On the other hand, what we discovered was that Colombia is an incredibly vital place. Every road was being torn up and fiber-optic cable is being laid down. Our colleagues have a direct satellite connection with Miami, so when they make a call to us it's a United States call, because it's literally hooking up to their Miami office. These guys want in. They want in on multimedia and high-tech. And they've been fantastic partners; they've been very active in a positive sense; they're distributing our products in Latin America and Spain, and they have funded original titles that we are developing for them as well.
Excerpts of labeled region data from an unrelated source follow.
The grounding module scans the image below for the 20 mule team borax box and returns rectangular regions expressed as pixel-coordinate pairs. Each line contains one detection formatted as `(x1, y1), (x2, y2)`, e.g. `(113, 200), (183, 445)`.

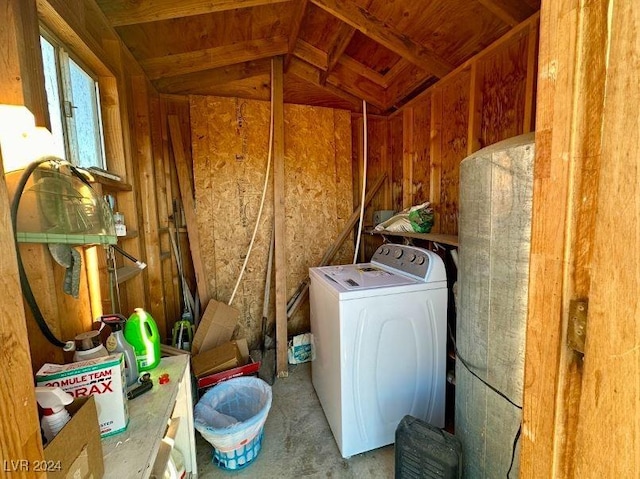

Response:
(36, 353), (129, 437)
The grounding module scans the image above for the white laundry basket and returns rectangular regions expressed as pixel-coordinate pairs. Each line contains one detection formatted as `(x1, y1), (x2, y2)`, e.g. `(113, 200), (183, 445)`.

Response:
(194, 377), (271, 470)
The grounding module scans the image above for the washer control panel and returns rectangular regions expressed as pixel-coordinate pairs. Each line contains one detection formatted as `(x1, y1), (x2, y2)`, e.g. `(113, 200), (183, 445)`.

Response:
(371, 243), (433, 281)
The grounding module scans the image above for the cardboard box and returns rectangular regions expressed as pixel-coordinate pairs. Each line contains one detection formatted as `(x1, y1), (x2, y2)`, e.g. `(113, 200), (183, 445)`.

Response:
(194, 339), (260, 389)
(36, 353), (129, 437)
(44, 396), (104, 479)
(191, 299), (240, 355)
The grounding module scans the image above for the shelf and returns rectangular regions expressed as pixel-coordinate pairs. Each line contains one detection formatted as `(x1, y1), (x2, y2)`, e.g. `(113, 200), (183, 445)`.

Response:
(102, 354), (197, 479)
(364, 230), (458, 247)
(118, 228), (138, 240)
(91, 174), (133, 191)
(116, 266), (142, 284)
(16, 231), (116, 245)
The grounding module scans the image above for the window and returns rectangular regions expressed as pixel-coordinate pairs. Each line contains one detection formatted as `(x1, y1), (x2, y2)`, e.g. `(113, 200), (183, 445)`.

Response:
(40, 34), (106, 169)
The key from day one was not to take venture money. Our feeling was that was the kiss of death. What we wanted to do was take money from strategic partners, whose own fates were in their minds tied to our fate and whose dollars counted for more than just dollars. In other words, we wanted to work with people who were bringing something more to the table. In both of our partners' cases it was distribution, it was content, et cetera. Because we knew that if we raised the same amount of money from the VC's we would have to raise as much money again to get the distribution and the content. So we've gone the strategic partnership route, and we'll probably go through a third round of financing probably before the end of this year.

That's under negotiation right now. We're still in early stages, we're looking at a couple of different options. We're figuring out what the next steps are. It may not be IPO since the IPO market right now has been tough on our industry. It may very well be some kind of large-scale acquisition. We want to make ourselves as valuable as possible to other people in the business.